Tassa rifiuti, l’amministrazione comunale si arrampica sugli specchi: arriva la solita smentita che non smentisce

March 31, 2017

L’ASSESSORA ALL’AMBIENTE, CIMINO, DICE DI SMENTIRE QUANTO DA NOI SCRITTO MA POI CONFERMA CHE L’AUMENTO IN BOLLETTA PER IL 2017 SARÀ DI CIRCA 10 EURO A CONTRIBUENTE. MA PERCHÉ CI PRENDETE IN GIRO?

 

Siamo alle solite, l’amministrazione comunale guidata da Crestini dice di smentire ma poi, leggendo bene le precisazioni, conferma tutto ciò che abbiamo scritto a proposito degli aumenti della tassa dei rifiuti (LEGGI QUI IL COMUNICATO DEL COMUNE DI ROCCA DI PAPA).

 

Addirittura l’assessora all’ambiente Veronica Cimino quantifica gli aumenti: circa 10 euro a contribuente, giustificando tale rincaro con un ragionamento a dir poco imbarazzante: «Il Comune di Rocca di Papa è tenuto per legge a rispettare l’adeguamento Istat […]. Tali variazioni comporteranno un aumento medio della bolletta di 9 euro a utente».

 

Cioè, il Comune di Rocca di Papa deve rispettare l’adeguamento stabilito dall’Istat, e lo fa mettendolo in bolletta a carico dei roccheggiani. Se tanto mi da tanto, se ogni anno i contribuenti di Rocca di Papa dovranno accollarsi gli adeguamenti Istat, significa che fra cinque anni le bollette aumenteranno di 50 euro (10 euro per ogni anno). A Monte Compatri (dove la tassa sui rifiuti è scesa dell’1%) il sindaco è un mago; ad Albano Laziale (dove la Tari è diminuita) il sindaco è un genio. In altri Comuni (la maggior parte) dove la tassa è rimasta inalterata, evidentemente sono dei talenti nati. Strano che solo il Comune di Rocca di Papa non riesca ad assorbire i costi dell’adeguamento Istat. E siamo andati pure a pescare gli assessori a Frascati per questo bel risultato?

 

L’assessora smentisce inoltre che ci siano stati costi aggiuntivi nel servizio.
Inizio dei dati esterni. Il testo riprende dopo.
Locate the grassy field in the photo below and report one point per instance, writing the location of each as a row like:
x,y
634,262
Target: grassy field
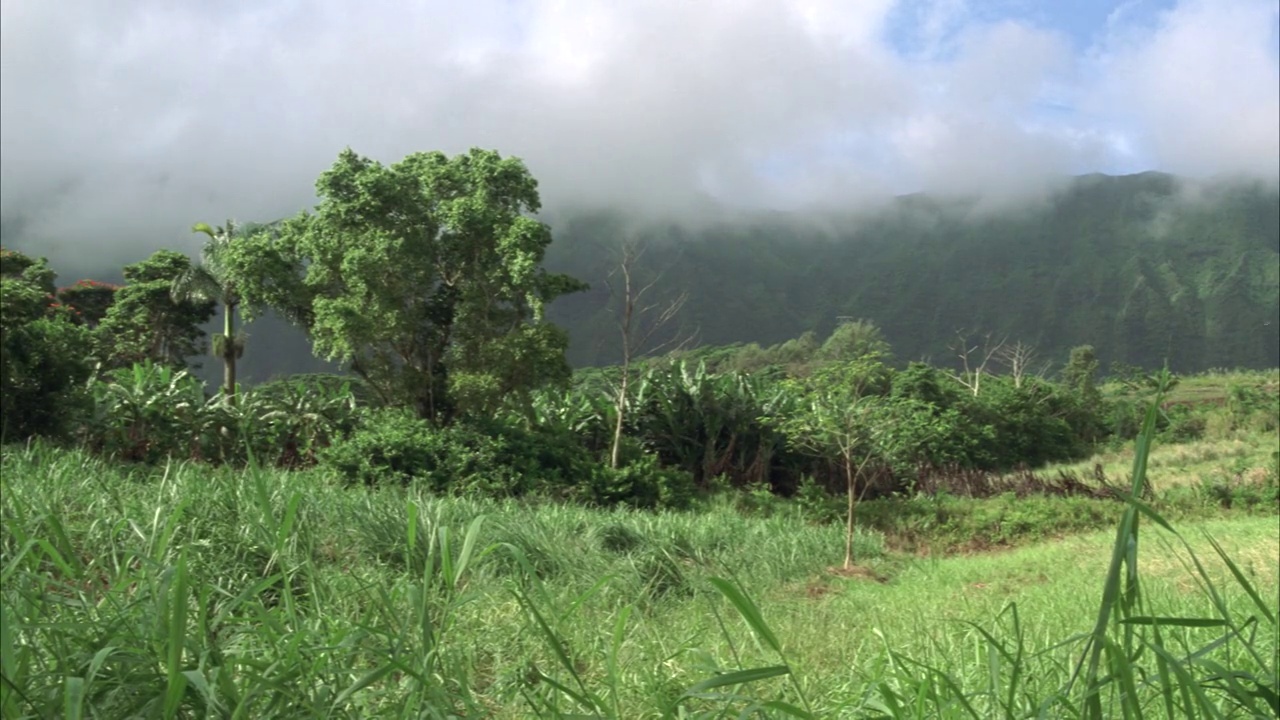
x,y
190,592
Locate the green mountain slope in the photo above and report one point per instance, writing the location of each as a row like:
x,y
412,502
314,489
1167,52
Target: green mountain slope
x,y
1143,267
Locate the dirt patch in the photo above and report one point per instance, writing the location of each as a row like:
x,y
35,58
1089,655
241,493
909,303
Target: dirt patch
x,y
855,572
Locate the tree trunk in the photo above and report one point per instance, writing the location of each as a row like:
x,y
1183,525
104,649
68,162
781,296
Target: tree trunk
x,y
849,522
621,408
229,354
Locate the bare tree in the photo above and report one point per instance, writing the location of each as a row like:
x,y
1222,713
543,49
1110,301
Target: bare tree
x,y
1019,359
974,359
638,322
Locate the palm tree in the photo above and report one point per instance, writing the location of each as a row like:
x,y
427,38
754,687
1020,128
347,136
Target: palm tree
x,y
210,281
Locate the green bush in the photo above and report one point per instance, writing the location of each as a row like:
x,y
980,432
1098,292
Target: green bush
x,y
389,447
641,482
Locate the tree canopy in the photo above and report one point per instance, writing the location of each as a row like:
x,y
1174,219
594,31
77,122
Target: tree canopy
x,y
425,277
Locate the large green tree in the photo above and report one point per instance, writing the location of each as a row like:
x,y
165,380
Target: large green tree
x,y
425,277
146,323
211,282
844,414
44,352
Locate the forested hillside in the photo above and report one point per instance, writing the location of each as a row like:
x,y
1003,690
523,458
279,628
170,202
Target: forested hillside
x,y
1143,267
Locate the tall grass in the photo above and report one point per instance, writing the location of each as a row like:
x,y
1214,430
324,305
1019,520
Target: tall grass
x,y
211,593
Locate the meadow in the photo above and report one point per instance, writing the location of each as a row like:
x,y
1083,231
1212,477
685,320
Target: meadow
x,y
187,591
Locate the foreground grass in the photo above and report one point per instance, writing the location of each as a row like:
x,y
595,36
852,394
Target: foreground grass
x,y
193,592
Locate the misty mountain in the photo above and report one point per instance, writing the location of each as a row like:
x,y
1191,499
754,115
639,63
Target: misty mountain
x,y
1143,267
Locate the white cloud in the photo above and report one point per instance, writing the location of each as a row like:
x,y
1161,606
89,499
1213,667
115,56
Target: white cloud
x,y
122,123
1200,94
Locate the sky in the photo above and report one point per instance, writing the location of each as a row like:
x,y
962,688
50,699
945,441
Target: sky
x,y
122,123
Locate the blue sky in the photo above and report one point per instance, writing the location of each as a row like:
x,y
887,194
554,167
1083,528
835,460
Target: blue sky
x,y
127,119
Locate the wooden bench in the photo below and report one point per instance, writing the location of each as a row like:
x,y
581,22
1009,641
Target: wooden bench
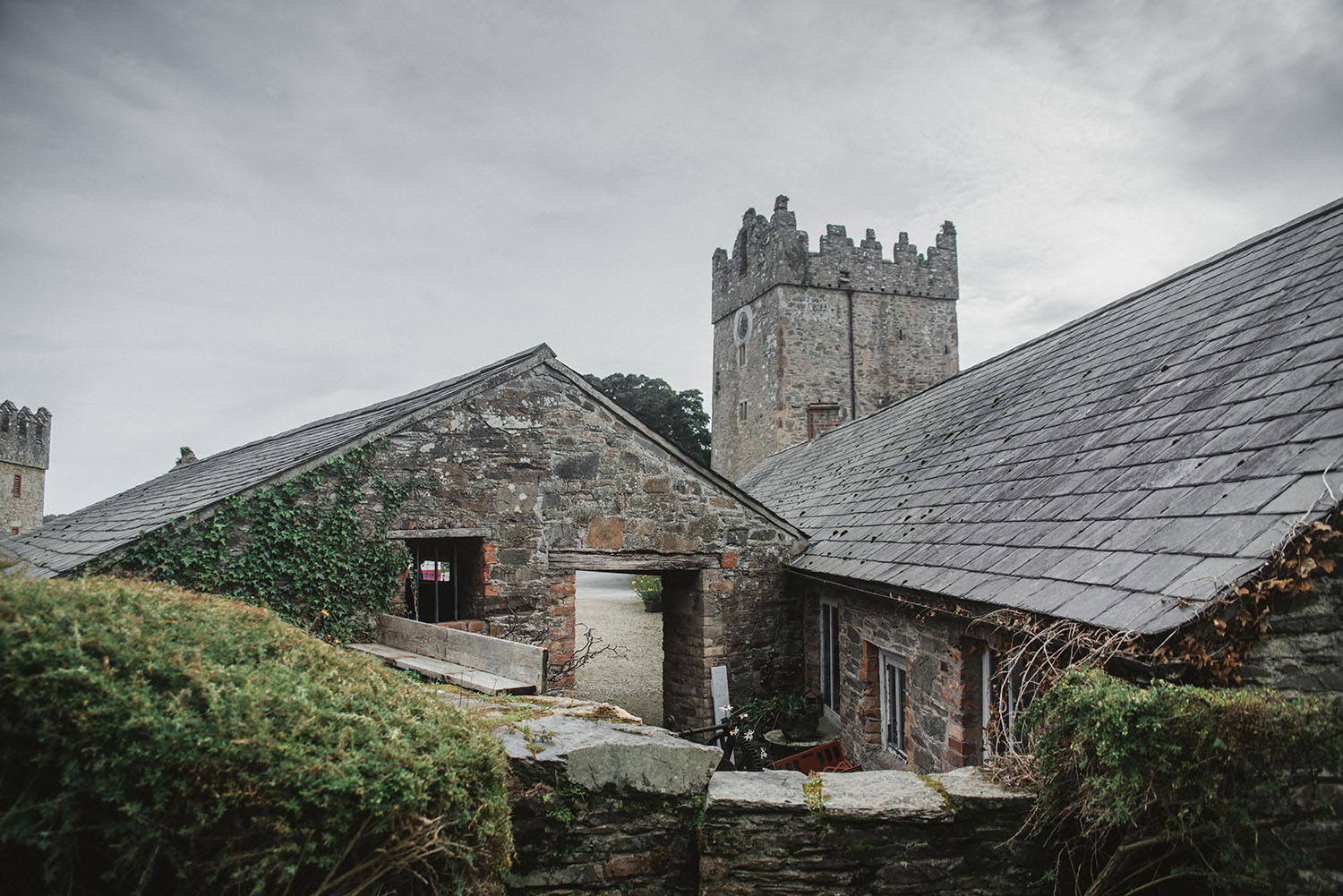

Cioè, ha spiegato la Cimino, la Cosvega garantirà maggiori servizi a parità di costo. Nel leggere la proposta della Cosvega (protocollo del Comune n. 20.438 del 23 settembre 2016 - LEGGI QUI IL DOCUMENTO COMPLETO) viene scritto il contrario.

 

A pagina 8, nel paragrafo “tabelle riepilogative”, viene presentato il “quadro di raffronto delle principali voci interessate dalla proposta di variante” poi approvato dalla giunta. La tabella riporta le diverse voci di intervento (tra cui: distributori automatici di sacchi, ecocompattatori, consegne dotazioni, ecc.) e, per ciascuna di esse, la differenza di costo tra il vecchio Capitolato Speciale d’Appalto (CSA) e la nuova proposta. L’aggiornamento sul totale dei costi ci dice che nel Capitolato in vigore il costo per i servizi elencati era di 833.742 euro, mentre il costo aggiornato con i nuovi servizi introdotti è pari ad € 863.426. Cioè: 29.684 euro in più. Lo dicono i numeri. Che poi questo aumento possa essere stato “coperto” in altro modo dall’amministrazione comunale è possibile ma nessuno, al momento, ce lo ha spiegato nei dettagli.

 

Che la Cosvega debba essere pagata il giusto per i servizi che fa è ovvio ma che l’assessora ci voglia far credere che garantirà maggiori servizi a parità di costo è smentito dalle carte. Se poi il Comune è in possesso di documenti che dicono il contrario siamo pronti a pubblicarli perché il nostro intento è solo quello di fare chiarezza sulla gestione dei rifiuti e sulle relative bollette, niente di più. Bollette che sono aumentate. Punto.

 

Visto poi che la smentita non smentisce nulla, restano valide le considerazioni fatte nell’articolo pubblicato il 28 marzo: a loro stipendi più alti, ai cittadini più tasse da pagare.